The Dollarbird (Eurystomus orientalis) is a handsome creature, but it's not always easy to get eye-level with one.
Back at ground level, we set out along the boardwalk, our eyes peeled for mudskippers. This bright little fungus was sprouting directly from the boardwalk's timbers.
No mangrove flat in the world is complete without fiddler crabs (Uca spp.), the males attempting to wave over potential mates (or wave away rivals) with their oversized right claws. There are 101 recognised species worldwide - for information and photographs of many of them see here.
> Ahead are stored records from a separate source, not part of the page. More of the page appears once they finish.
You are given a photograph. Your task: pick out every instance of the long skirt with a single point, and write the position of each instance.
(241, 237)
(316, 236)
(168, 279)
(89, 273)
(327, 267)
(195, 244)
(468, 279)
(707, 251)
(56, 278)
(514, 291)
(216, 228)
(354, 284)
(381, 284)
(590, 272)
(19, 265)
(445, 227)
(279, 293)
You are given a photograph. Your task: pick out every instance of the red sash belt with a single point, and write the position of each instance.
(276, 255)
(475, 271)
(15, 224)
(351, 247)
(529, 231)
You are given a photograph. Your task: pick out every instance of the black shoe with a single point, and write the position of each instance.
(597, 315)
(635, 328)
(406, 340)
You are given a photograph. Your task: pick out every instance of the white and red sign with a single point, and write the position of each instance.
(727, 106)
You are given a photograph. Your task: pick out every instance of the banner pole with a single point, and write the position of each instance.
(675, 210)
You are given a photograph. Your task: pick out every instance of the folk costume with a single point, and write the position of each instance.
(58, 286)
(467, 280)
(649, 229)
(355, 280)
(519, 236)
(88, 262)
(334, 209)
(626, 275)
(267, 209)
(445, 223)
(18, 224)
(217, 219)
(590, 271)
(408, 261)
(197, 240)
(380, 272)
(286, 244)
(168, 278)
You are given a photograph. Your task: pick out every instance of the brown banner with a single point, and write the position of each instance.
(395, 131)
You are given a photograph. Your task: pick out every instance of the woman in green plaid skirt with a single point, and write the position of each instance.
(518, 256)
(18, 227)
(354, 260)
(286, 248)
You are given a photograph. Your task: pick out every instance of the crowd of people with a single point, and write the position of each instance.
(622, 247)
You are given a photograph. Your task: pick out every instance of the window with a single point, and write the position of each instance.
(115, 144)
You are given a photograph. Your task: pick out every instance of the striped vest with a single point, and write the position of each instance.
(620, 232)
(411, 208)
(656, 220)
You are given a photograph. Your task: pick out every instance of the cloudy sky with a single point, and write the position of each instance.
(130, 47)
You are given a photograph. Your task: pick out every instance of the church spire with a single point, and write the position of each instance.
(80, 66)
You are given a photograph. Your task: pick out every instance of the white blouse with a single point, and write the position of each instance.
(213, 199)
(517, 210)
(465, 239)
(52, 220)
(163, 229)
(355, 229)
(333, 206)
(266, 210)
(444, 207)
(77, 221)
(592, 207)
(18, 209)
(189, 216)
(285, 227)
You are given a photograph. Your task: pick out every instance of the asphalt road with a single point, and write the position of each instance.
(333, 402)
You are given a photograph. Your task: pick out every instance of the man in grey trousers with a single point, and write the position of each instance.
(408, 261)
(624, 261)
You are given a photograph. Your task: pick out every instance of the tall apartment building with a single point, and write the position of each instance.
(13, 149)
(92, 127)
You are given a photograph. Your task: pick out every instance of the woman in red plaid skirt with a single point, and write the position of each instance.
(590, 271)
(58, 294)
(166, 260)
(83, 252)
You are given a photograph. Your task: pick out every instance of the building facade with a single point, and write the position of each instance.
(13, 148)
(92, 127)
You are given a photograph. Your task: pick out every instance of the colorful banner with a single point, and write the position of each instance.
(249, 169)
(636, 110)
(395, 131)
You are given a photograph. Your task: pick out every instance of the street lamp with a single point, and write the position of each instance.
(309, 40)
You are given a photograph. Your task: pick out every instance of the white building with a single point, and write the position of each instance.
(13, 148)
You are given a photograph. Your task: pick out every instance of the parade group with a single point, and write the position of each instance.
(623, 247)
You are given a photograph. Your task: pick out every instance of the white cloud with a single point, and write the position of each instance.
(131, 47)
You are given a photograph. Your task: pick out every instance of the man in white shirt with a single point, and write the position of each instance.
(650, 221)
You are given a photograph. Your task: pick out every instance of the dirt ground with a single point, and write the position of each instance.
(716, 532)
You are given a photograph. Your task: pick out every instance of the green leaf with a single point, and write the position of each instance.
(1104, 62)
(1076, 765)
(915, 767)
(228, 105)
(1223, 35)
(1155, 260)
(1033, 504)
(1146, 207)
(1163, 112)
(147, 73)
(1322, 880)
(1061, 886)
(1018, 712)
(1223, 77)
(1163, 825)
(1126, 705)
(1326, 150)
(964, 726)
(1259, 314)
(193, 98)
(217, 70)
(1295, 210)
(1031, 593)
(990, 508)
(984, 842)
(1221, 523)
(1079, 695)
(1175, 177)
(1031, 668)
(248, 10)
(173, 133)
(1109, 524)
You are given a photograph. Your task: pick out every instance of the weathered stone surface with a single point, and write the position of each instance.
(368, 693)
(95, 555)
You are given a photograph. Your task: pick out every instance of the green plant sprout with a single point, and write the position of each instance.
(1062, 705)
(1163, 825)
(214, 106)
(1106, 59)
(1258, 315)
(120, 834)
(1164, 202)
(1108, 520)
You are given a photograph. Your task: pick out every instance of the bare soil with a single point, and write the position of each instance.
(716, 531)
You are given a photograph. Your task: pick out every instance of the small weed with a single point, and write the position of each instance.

Far less obvious are these mangrove crabs (genus Perisesarma, I think - a genus whose members, according to Wikipedia, "eat nearly anything they can and will try to eat anything that doesn't threaten them — including pencils and other objects dropped on the forest floor").
Even less obvious are tiny hermit crabs huddled beneath their snail-shell homes. The shells former owner may be the Truncated Mangrove Snail or balitong (Cerithidea decollata), a local delicacy. The snails retreat to the mangrove trunks when the tide comes in and return to the mud once the waters ebb, a migratory behaviour that has been studied in East Africa.
This shell carries its crustaceans on the outside. Rock barnacles need somewhere solid to attach themselves, and there aren't a lot of rocks out here.
Long-tailed Macaques are also called Crab-eating Macaques, and the remains of these horseshoe crabs may be evidence of their handiwork. Of course horseshoe crabs aren't really crabs or even crustaceans, but let's not be picky.
Three of the world's four horseshoe crab species occur in Malaysia (the other one, Limulus polyphemus, lives on the eastern seaboard of North America). For a detailed article on horseshoe crabs in Malaysia see here. Based on the large size of the spines bordering the opisthoma, or abdomen, and the smooth leading edge of the prosoma (the big piece at the front) these are Coastal Horseshoe Crabs (Tachypleus gigas).
One of the mangrove flat's genuine crustaceans rarely shows itself. It reveals its presence, however, with these strange objects, rather like miniature mud volcanoes (some of them aren't so miniature - they can be three metres tall!). They are the work of the Mud Lobster (Thalassina anomala), an important (if rarely seen) inhabitant of the mangrove ecosystem whose burrows aerate the soil, recycle organic debris and facilitate the growth of a number of tree species. Also, they spur visitors to ask useful questions, like "What the heck is that?"
These are Giant Mudskippers (Periophthalmodon schlosseri), a species we missed on our last mangrove walk in Singapore. That broad black stripe along the side is a give-away (though not every individual is as strongly marked as this one).
As their name suggests, they are one of the largest mudskippers in the world, reaching an impressive 27 cm. They are active hunters, feeding mostly on crabs but even preying on smaller mudskippers - which may explain why we didn't see any other species around!
I think mudskippers appeal to kids (Ryan included) because they look so much like frogs gone wrong. It's the googly eyes, of course. Anyway, that's why they appeal to me - though the zoologist in me can't help but look at these highly-derived, modern fishes (there are no known fossils, apparently) as they peer above the surface or hop about on the flats without harking back a few hundred million years to the utterly different fishes, on a lineage quite different from the one that has led to the mudskippers, whose lineal descendants we are. When I delight in mudskippers, am I responding to a sympathy between one fish out of water and another?